Theresa Kang-Lowe, one of the first Asian American agents to make partner at WME, left the agency in June 2020 to set up her own management-production company with an A-list roster that includes Alfonso Cuarón, Lena Waithe and Gillian Flynn. A longtime power player and advocate for industry inclusion, she has a multiyear overall deal at Apple TV+, which will release Blue Marble’s first production, an adaptation of Min Jin Lee’s multigenerational Korean epic Pachinko.
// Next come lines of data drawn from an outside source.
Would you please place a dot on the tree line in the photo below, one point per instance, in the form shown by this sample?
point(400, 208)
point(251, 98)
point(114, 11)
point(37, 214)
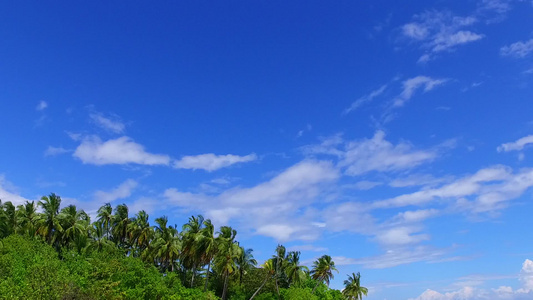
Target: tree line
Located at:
point(209, 261)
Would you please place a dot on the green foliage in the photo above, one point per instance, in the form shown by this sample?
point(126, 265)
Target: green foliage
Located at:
point(31, 270)
point(57, 253)
point(298, 294)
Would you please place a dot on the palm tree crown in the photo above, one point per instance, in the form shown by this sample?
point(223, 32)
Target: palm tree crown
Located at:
point(353, 289)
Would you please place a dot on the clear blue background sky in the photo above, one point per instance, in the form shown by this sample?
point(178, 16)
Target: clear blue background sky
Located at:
point(391, 135)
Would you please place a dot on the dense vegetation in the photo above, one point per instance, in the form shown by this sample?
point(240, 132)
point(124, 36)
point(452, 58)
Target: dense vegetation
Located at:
point(57, 253)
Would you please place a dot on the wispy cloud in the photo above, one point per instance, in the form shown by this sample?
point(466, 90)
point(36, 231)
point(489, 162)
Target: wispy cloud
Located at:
point(411, 85)
point(280, 208)
point(490, 189)
point(41, 106)
point(438, 31)
point(122, 191)
point(378, 154)
point(122, 150)
point(365, 99)
point(471, 292)
point(372, 154)
point(53, 151)
point(211, 162)
point(396, 257)
point(8, 192)
point(519, 49)
point(111, 124)
point(516, 145)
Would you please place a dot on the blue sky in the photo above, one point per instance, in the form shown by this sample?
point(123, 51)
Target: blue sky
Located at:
point(394, 136)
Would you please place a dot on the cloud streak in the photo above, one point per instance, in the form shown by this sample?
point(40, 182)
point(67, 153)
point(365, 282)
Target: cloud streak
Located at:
point(211, 162)
point(119, 151)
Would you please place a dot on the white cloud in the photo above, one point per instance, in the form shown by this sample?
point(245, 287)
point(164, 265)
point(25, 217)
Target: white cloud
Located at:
point(498, 6)
point(365, 185)
point(489, 189)
point(417, 180)
point(108, 124)
point(440, 31)
point(526, 275)
point(396, 257)
point(211, 162)
point(280, 207)
point(500, 293)
point(122, 150)
point(416, 215)
point(120, 192)
point(517, 145)
point(42, 105)
point(518, 49)
point(8, 193)
point(365, 99)
point(378, 154)
point(411, 85)
point(307, 248)
point(400, 236)
point(52, 151)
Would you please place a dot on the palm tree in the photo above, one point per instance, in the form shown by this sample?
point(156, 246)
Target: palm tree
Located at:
point(166, 246)
point(280, 264)
point(228, 251)
point(295, 272)
point(105, 217)
point(49, 226)
point(207, 246)
point(353, 289)
point(99, 240)
point(27, 216)
point(323, 270)
point(245, 261)
point(270, 268)
point(3, 221)
point(75, 225)
point(190, 255)
point(140, 232)
point(10, 219)
point(120, 222)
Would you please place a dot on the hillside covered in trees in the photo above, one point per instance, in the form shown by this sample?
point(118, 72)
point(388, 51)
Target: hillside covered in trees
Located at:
point(49, 252)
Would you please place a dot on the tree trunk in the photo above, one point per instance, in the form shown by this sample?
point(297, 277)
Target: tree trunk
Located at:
point(193, 273)
point(224, 291)
point(315, 287)
point(207, 276)
point(262, 285)
point(277, 288)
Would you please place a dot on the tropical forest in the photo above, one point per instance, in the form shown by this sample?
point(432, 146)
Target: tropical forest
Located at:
point(52, 252)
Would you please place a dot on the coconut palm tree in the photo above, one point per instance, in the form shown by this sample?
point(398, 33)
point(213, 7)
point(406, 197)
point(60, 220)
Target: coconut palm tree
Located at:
point(105, 217)
point(3, 221)
point(27, 216)
point(353, 289)
point(323, 270)
point(280, 264)
point(228, 251)
point(245, 261)
point(270, 268)
point(140, 232)
point(191, 257)
point(75, 225)
point(10, 219)
point(295, 272)
point(120, 222)
point(166, 246)
point(207, 246)
point(49, 226)
point(99, 240)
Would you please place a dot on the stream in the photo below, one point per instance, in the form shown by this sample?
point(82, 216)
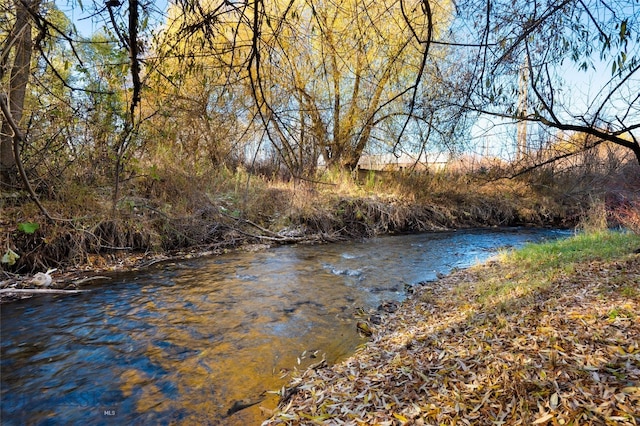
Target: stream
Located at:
point(183, 342)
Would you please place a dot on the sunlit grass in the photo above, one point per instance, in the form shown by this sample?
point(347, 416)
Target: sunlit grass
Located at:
point(535, 267)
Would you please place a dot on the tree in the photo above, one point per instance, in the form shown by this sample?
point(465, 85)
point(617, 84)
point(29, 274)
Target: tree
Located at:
point(19, 44)
point(554, 41)
point(326, 77)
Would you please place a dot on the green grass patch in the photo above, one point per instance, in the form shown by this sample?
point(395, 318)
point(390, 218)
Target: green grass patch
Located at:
point(535, 266)
point(561, 254)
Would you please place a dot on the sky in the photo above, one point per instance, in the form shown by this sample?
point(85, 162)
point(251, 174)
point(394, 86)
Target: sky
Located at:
point(490, 136)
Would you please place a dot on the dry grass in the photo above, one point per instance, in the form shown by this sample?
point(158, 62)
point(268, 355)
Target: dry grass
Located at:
point(462, 351)
point(173, 208)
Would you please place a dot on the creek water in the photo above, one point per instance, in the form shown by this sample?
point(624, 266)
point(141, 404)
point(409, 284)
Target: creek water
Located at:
point(182, 342)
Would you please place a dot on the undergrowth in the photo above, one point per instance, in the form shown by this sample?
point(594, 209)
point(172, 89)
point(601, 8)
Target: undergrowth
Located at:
point(175, 209)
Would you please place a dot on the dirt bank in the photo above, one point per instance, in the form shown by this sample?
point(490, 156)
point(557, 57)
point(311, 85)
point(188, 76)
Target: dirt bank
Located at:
point(566, 352)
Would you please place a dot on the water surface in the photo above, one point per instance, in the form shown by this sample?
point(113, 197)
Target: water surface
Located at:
point(183, 341)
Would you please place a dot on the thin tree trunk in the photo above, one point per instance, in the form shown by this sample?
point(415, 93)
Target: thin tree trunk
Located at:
point(17, 90)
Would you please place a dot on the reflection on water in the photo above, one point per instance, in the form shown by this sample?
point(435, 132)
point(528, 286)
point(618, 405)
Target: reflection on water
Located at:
point(184, 341)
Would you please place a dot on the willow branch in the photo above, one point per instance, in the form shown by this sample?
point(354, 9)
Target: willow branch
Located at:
point(17, 138)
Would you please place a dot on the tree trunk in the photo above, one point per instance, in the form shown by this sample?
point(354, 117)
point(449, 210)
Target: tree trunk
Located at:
point(17, 87)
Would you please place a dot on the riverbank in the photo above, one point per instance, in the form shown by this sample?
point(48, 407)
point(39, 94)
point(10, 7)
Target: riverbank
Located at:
point(185, 214)
point(547, 335)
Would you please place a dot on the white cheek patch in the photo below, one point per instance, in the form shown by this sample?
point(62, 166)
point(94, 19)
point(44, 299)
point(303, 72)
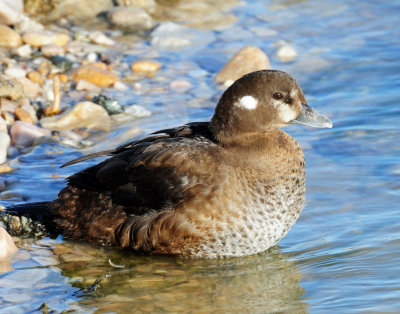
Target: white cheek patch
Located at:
point(286, 113)
point(247, 102)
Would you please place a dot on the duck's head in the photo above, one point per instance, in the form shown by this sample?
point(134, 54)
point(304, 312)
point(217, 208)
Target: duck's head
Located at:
point(260, 102)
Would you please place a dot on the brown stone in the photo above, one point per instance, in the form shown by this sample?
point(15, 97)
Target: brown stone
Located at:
point(9, 38)
point(95, 75)
point(246, 60)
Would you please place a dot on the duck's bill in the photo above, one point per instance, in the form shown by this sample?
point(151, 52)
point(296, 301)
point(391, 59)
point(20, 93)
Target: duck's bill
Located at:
point(310, 117)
When Issa Rae and her producing partner Deniese Davis decided to add a management arm to their ColorCreative banner last summer, they tapped CAA motion picture agent and multicultural business executive Talitha Watkins to lead the new division. “ColorCreative was formed on a strong foundation and with the intention to shift the paradigm for women and people-of-color creators,” Watkins said when her move was announced in July 2020. “I have spent my career operating with the same mission.”
In March, Circle of Confusion manager Jairo Alvarado teamed with Tony Gil and Max Goldfarb of The Gotham Group to form literary management-production firm Redefine Entertainment. The trio, who met at an industry event for Latinos in entertainment, already has a 60-client roster of writers and directors of color, including Lulu Wang, Dime Davis (A Black Lady Sketch Show, BET’s Boomerang) and Star Trek: Section 31 showrunners Erika Lippoldt and Bo Yeon Kim.
After leaving Endeavor Content in May 2020, Christine D’Souza Gelb resurfaced in February with 2AM, an A24-backed management-production company co-founded with Killer Films executive David Hinojosa and Elia Management founder Kevin Rowe. The trio’s high-wattage roster of literary talent includes Zola‘s Janicza Bravo, Jeremy O. Harris and The 40-Year-Old Version‘s Radha Blank. On the production side, 2AM is on board with A24 thriller Bodies, Bodies, Bodies, with Amandla Stenberg and Maria Bakalova, and the drama Past Lives, starring Greta Lee and Teo Yoo.